In practice, I still expect that the simple choice is the best for most users, and likely has a much lower adoption barrier because of the much simpler implementation complexity. In particular, if recovering from backup requires multiple parties, building a UX for it is substantially more complex in a wallet.

josh · May 25, 2025, 11:34pm

Thanks! I agree that the implementation is more complex, but my hope is that packaging it into a rust crate with WASM and other bindings might make it easier for wallets to adopt.

Regarding multi-party wallets, I agree that there is a tradeoff there. You get stronger privacy guarantees, in the event that one of the keys is compromised, but recovery then requires two rounds of collaboration, instead of one.

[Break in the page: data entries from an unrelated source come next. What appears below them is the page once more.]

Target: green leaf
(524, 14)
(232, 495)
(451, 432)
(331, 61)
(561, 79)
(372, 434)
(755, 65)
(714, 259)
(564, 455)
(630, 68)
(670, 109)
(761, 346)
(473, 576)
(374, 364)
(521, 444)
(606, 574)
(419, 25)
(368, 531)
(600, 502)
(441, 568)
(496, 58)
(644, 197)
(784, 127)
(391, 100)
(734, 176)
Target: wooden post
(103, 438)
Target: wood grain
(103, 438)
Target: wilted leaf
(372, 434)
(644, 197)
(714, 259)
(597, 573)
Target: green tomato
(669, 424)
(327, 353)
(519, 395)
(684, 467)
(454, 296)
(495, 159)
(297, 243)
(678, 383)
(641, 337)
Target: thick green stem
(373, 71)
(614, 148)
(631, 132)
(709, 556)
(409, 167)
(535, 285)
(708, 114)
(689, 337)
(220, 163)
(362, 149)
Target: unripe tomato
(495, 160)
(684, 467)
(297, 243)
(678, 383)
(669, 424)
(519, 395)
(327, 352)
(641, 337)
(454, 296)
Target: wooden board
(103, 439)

sjors · May 31, 2025, 6:33pm

As I pointed out in the related thread Avoiding xpub+derivation reuse across wallets, in a UX-friendly manner - #7 by sjors, I’m inclined towards m/87'/0'/0'/[UNIX-TIME]/{0,1}/*.

BIP 338 Wallet Policies for Descriptor Wallets could be expanded to add T, the wallet birthday timestamp. It has to be the same everywhere, e.g. tr(musig(@0,@1)/T/**,{and_v(v:pk(@0/T/**),older(12960))} is 2-of-2 where @0 can unilaterally sign after 3 months.

You could also use block height H, since it’s a smaller number. But not everyone has an intuitive feel for block heights. It’s also much more likely that you’ll recognise a date even in the distant future.

Either T or H also make for a nice rescan hint.

salvatoshi · May 31, 2025, 10:24pm

That would be a breaking change in the specs for all the hardware signers that implemented it.

I think adding the /T step (whether hardened or unhardened) for each of the involved keys (rather than modifying the descriptor template) achieves the same without breaking changes, so your descriptor above would still be just tr(musig(@0,@1)/**,{and_v(v:pk(@0/**),older(12960))}, but each key has the additional derivation step for the xpubs (so /T only appears in the key origins, rather than in the descriptor template).

In that form, the fact that T is the same for all keys is not a requirement - and I don’t think it’s practical to expect it in a multiparty setting: people will provide an xpub at a different time. Forcing it to match would require a round of communication prior to exporting the xpub. While I expect wallets to just store the other parties’ key origins if they have it, that is not always possible and wallets should probably avoid relying on its knowledge at all.

sjors · June 1, 2025, 7:05am

I hadn’t thought about the interactivity requirement for making T match. My implicit assumption was that one party collects the xpubs, picks T, generates the descriptors and sends them back.

But by making T part of the key, you lose the property of having a predictable xpub to recover from.

A related issue is that Bitcoin Core normalizes descriptors to the last hardened derivation step, so aside from musig() which is a bit special, [a]/T would just become [aT] and we lose the predictable xpub.

Another thing I realized is that BIP32 only allows for 31 bit numbers (and one bit is reserved for the hardening flag), so this scheme would break in 2048. We could divide the timestamp by 3600 to work around that. Hourly precision should be enough to avoid duplicates.

salvatoshi · June 1, 2025, 9:54am

It was suggested above (and I agree) to leave the derivation paths from the key origins in clear text in the wallet backup (tbd if with or without fingerprints). Wouldn’t that obviate the need for a predictable xpub?

sjors · June 1, 2025, 10:39am

It would, but it would also reveal the number of participants.

I think it’s better to have a (non-mandatory) predictable derivation, and just recommend using a fresh account number when reusing a device in more than one setup. During recovery, trying a few different account numbers shouldn’t be too bad.